Policiers condamnés à Bobigny (Seine-Saint-Denis) : François Fillon désavoue Brice Hortefeux

de | 2010-12-13

Policiers condamnés à Bobigny (Seine-Saint-Denis) : François Fillon désavoue Brice Hortefeux - image  on http://www.billelouadah.fr François Fillon prend position. Trois jours après le jugement et la polémique qu'il a provoquée, le Premier ministre a affirmé, lundi, que les policiers condamnés à Bobigny avaient commis des «faits injustifiables», rappelant que «l'honneur de la police» exigeait «un comportement exemplaire».

Vendredi, sept policiers de Seine-Saint-Denis avaient été condamnés à des peines de 6 mois à 1 an de prison ferme.

Lors d'une course-poursuite à Aulnay-sous-Bois, ils avaient faussement accusé un automobiliste d'avoir renversé l'un d'eux, alors que ce dernier avait en fait été percuté par une voiture de police.

Benoît Hamon : «Un désaveu cinglant»

Le Premier ministre a également appelé «chacun à la raison, à la modération et au sens des responsabilités». La condamnation des fonctionnaires avait immédiatement donné lieu à un affrontement verbal entre policiers et magistrats, ainsi qu'à un désaccord public entre les ministres de l'Intérieur, Brice Hortefeux, et de la Justice, Michel Mercier. Le premier avait évoqué une peine «disproportionnée» tandis que le second, dans un entretien exclusif au Parisien, avait estimé que la justice avait fonctionné correctement. 

Les déclarations de François Fillon n'ont pas laissé insensible le monde politique. C'est un «désaveu cinglant» de Brice Hortefeux, a estimé le député socialiste André Vallini. Quant à Benoît Hamon, porte-parole du PS, il a fustigé «un ministre qui se comporte de la pire façon qui soit, comme le premier des syndicalistes policiers». Robert Badinter, sénateur socialiste et ancien ministre de la Justice, a lui estimé qu'«il n'appartient pas à un ministre de critiquer une décision de justice».

Les critiques de Rachida Dati

Une autre ancienne garde des Sceaux, mais dans la majorité présidentielle cette fois, s'est jointe à ce concert de critiques. Pour Rachida Dati, qui n'a jamais caché sa mésentente avec l'actuelle ministre de l'Intérieur, une décision qui n'est «pas définitive» n'a «pas à être commentée.» «Lorsque j'étais garde des Sceaux et que Michèle Alliot-Marie était ministre de l'Intérieur, nous n'avions pas ce genre de choses. On travaillait main dans la main», a-t-elle argué.
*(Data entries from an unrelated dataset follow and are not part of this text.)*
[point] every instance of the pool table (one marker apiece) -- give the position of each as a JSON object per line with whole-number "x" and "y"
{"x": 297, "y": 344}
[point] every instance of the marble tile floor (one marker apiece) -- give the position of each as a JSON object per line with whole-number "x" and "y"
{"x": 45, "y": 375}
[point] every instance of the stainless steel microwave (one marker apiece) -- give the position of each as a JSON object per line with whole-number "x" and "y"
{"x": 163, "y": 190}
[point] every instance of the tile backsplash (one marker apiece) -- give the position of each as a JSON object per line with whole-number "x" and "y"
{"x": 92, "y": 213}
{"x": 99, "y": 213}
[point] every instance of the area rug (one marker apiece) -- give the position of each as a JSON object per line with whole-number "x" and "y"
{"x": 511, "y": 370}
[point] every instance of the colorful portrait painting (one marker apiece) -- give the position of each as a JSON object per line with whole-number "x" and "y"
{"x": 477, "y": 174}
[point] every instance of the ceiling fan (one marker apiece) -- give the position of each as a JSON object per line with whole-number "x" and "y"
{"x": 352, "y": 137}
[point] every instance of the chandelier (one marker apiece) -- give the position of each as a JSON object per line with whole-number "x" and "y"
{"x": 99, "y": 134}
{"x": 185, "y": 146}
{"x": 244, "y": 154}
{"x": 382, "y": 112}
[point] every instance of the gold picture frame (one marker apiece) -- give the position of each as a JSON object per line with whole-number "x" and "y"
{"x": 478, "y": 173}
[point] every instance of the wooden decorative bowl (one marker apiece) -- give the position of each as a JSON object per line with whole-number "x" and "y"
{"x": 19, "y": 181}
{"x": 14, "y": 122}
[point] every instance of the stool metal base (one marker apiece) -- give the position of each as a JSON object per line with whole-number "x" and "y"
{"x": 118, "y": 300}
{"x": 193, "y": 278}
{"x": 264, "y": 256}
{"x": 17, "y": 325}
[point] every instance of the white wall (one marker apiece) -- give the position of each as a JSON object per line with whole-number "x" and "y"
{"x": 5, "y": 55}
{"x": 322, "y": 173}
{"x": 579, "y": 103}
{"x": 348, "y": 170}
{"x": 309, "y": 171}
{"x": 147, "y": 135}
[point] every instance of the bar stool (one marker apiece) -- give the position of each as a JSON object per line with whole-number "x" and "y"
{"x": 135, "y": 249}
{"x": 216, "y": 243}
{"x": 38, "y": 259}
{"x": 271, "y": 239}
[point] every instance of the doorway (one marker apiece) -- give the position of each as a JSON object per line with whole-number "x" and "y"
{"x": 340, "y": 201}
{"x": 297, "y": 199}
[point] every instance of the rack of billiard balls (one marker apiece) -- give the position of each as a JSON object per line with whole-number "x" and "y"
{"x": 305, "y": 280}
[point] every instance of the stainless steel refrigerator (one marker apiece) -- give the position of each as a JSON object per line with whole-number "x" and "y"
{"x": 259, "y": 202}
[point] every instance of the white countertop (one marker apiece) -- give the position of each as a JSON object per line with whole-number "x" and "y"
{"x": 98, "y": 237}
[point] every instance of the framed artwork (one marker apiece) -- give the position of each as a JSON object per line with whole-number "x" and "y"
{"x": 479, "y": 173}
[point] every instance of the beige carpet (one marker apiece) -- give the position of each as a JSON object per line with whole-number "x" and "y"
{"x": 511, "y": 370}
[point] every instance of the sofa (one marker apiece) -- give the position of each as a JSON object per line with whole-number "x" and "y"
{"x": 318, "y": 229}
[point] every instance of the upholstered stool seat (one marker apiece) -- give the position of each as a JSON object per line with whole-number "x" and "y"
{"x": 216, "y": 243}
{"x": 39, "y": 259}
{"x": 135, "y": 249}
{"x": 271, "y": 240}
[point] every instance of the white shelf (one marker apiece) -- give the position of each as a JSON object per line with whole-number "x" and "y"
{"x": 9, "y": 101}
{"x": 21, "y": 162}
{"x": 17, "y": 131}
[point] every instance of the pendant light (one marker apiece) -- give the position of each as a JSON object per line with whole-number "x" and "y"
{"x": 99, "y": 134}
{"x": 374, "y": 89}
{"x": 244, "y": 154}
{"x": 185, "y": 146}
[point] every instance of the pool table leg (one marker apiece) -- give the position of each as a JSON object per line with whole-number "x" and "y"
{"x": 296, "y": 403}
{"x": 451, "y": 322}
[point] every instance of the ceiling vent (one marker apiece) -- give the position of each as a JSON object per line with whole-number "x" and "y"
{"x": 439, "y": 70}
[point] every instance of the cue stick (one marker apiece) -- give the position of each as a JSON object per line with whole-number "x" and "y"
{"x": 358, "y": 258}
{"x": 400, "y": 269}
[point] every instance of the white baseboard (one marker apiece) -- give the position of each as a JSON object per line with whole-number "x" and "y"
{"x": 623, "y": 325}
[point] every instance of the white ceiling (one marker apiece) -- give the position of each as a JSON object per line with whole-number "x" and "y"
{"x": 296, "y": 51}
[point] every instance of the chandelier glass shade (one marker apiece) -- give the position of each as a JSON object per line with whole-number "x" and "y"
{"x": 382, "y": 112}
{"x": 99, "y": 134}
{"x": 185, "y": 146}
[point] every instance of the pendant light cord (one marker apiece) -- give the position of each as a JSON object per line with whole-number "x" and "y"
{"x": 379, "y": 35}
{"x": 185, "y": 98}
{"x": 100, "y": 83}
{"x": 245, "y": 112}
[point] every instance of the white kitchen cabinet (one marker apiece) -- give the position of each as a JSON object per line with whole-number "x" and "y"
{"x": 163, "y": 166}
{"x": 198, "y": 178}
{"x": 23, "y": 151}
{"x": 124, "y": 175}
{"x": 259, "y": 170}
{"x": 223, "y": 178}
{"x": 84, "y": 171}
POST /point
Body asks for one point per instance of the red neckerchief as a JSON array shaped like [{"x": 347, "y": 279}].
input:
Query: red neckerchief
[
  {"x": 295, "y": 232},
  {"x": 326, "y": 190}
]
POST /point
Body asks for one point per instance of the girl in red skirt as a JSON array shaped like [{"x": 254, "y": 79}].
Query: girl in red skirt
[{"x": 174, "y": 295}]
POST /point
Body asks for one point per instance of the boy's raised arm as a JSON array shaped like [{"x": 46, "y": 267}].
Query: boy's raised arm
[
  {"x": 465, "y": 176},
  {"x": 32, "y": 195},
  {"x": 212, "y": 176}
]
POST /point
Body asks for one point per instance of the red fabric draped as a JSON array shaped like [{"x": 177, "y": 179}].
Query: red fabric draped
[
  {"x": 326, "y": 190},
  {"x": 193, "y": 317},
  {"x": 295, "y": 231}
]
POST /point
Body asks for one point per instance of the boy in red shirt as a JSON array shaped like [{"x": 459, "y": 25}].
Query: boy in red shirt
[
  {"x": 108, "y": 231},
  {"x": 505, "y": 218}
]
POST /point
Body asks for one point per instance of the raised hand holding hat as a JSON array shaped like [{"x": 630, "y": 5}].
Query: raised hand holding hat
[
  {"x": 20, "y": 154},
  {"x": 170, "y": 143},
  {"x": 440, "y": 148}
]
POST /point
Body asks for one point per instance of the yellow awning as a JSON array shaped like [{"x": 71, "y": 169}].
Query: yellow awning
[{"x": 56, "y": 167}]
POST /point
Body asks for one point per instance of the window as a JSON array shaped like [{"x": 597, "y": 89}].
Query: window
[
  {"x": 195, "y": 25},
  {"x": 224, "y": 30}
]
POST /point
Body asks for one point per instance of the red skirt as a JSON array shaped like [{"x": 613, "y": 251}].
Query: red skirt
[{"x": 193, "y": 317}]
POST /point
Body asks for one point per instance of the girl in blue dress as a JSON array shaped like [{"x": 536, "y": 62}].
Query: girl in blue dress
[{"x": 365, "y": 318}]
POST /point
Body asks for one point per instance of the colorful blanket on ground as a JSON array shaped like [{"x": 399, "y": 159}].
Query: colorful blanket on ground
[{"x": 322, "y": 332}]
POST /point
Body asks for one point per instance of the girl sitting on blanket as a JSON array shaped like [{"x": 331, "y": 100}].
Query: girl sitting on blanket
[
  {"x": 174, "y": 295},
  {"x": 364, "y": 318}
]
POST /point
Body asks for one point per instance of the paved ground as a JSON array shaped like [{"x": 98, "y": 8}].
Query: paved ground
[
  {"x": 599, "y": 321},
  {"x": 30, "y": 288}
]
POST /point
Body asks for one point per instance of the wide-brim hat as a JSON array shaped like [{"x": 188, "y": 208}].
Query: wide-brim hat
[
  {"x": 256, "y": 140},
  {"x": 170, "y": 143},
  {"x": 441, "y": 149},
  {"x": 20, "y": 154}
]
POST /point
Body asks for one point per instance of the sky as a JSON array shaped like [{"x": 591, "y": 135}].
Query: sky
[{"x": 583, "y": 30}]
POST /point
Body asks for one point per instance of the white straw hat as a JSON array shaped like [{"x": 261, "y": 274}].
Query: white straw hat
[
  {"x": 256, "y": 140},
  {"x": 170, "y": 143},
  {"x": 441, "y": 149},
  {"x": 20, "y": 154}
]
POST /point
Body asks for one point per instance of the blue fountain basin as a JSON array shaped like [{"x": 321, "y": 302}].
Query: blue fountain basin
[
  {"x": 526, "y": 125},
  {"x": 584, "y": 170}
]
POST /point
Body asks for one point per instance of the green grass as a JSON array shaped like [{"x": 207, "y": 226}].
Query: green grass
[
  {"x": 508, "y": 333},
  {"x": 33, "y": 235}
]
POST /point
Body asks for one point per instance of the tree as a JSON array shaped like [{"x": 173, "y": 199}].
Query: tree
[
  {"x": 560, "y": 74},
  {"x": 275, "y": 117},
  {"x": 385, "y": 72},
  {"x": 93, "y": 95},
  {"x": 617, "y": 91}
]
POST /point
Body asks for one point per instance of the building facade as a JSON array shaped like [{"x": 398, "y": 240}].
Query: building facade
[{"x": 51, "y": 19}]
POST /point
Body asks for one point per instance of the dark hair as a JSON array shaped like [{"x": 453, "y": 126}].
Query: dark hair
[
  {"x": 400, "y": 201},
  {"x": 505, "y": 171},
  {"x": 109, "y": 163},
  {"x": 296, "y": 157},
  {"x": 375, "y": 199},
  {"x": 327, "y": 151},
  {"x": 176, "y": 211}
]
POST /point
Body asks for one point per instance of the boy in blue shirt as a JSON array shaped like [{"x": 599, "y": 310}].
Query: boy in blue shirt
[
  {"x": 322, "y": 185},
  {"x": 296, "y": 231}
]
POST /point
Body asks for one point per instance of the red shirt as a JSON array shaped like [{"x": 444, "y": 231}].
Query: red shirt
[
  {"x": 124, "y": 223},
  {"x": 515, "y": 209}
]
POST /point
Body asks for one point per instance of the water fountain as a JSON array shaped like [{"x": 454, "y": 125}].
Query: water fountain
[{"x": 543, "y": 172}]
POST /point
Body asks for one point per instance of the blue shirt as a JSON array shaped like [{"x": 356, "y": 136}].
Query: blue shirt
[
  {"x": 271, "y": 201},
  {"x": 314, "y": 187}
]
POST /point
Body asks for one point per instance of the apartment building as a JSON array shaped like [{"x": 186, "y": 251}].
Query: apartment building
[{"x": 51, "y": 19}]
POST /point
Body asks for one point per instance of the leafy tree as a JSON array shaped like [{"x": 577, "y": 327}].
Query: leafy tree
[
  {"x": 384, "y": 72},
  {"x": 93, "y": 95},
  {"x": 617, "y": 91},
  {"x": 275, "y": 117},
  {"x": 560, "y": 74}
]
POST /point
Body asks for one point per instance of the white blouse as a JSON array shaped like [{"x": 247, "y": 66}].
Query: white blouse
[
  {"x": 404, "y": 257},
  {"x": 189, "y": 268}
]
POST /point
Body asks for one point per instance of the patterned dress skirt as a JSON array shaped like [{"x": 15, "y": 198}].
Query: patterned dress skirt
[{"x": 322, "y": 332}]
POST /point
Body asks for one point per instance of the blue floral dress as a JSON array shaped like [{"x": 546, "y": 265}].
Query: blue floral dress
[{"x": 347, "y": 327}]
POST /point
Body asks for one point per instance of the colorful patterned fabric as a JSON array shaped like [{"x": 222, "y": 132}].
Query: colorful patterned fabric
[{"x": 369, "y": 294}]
Dans le monde judiciaire, la journée de lundi a également réservé son lot de déclarations.

L'Union syndicale des magistrats (USM) a demandé au ministre de la Justice la tenue d'une table ronde police-justice. Le syndicat majoritaire menace même de porter plainte pour éviter que «ce type de mises en cause ne se reproduise». «Depuis des mois, voire des années, les décisions rendues par les magistrats sont, en violation de la séparation des pouvoirs et des règles du code pénal, contestées, critiquées par le ministre de l'Intérieur et certains syndicats de policiers», écrit le président de l'USM, Christophe Régnard, dans un courrier au garde des Sceaux, Michel Mercier.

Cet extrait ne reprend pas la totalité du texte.